By The Washington Post · Jayne Orenstein, Monica Rodman · NATIONAL, HEALTH
Fehrenbacher and two other couples onboard the ship, Rachel and Tyler Torres from Texas and Gay and Phil Courter from Florida, shared their experiences with The Washington Post. We spoke to them from the military bases where they were waiting out another 14 days. The Torres and Courter families were staying on Lackland Air Force Base outside of San Antonio.
"In the early days on the ship, we kept saying, 'We're not safe here, something is wrong,'" Gay Courter said. She recounted the anxiety of watching 20 to 40 ambulances picking up infected passengers from the ship each day.
The State Department eventually evacuated American citizens on Feb. 17, but 14 passengers had tested positive for coronavirus on board the planes that took them home. However, Fehrenbacher and the others onboard, were not aware of the infected passengers until after they landed in the United States. "I felt betrayed, there's no doubt about it," Fehrenbacher said.
On March 2, Fehrenbacher's father, Scott, came from Canada to pick up his son at the end of his quarantine.
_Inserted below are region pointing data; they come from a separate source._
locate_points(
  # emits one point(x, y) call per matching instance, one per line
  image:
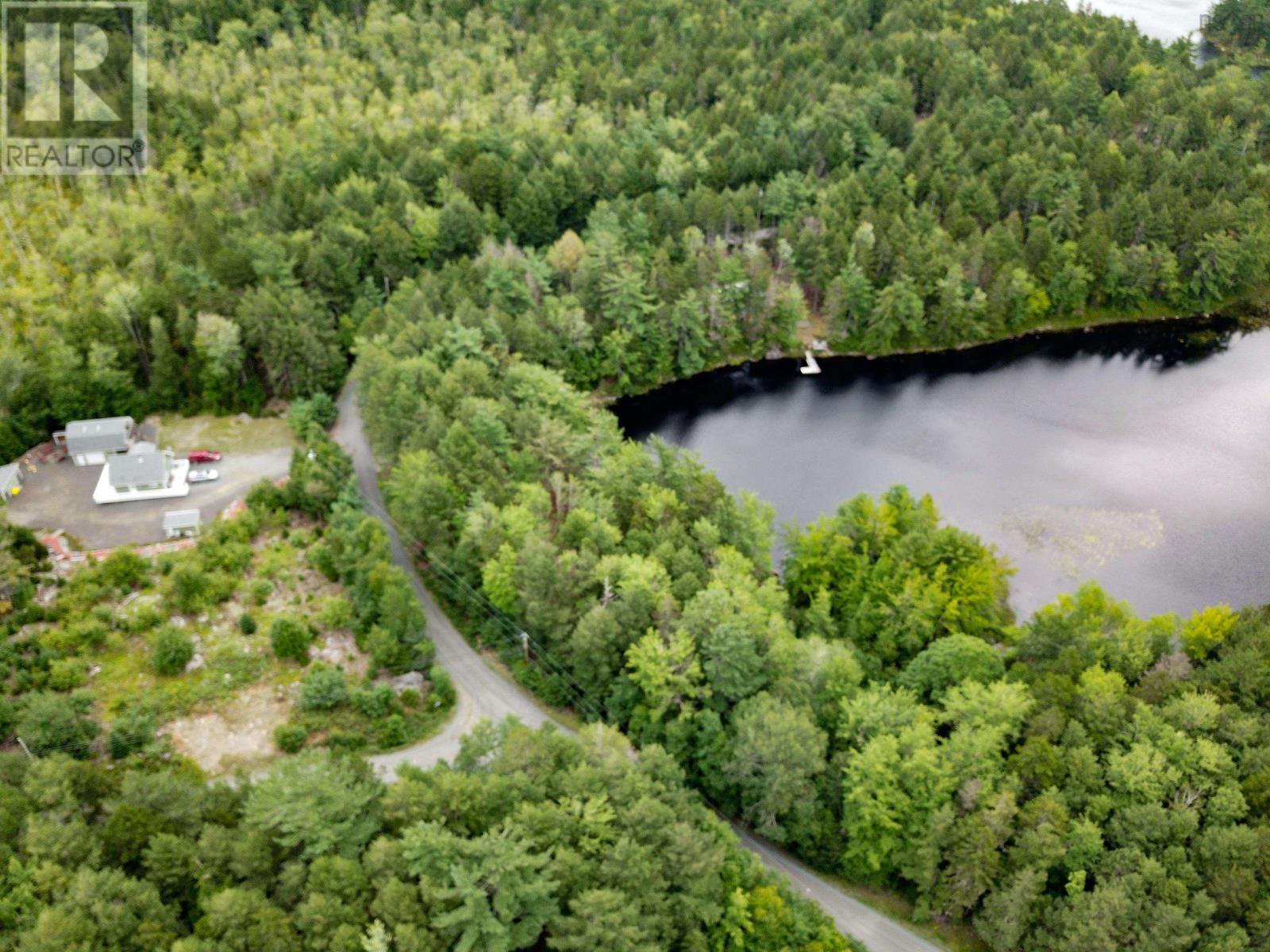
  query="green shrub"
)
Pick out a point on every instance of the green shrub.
point(67, 673)
point(264, 497)
point(56, 724)
point(133, 731)
point(374, 702)
point(346, 740)
point(84, 635)
point(171, 651)
point(290, 736)
point(442, 687)
point(391, 731)
point(290, 639)
point(336, 612)
point(144, 619)
point(260, 590)
point(323, 689)
point(124, 570)
point(190, 588)
point(387, 653)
He waited in the parking lot at the Vacaville Premium Outlets in California and was still unsure whether his son would be released. He reflected on his family's journey, scratching at a beard he's been growing for 28 days in solidarity with his quarantined son.
After a minor delay, father and son were finally reunited. "I couldn't let go," Spencer said.
But the Torreses' and the Courters' release was held up once more on March 2. Officials in San Antonio ordered a delay of the 120 people quarantined on Lackland Air Force Base after a Wuhan, China, evacuee was released and later tested positive for the virus. They were finally released on March 3.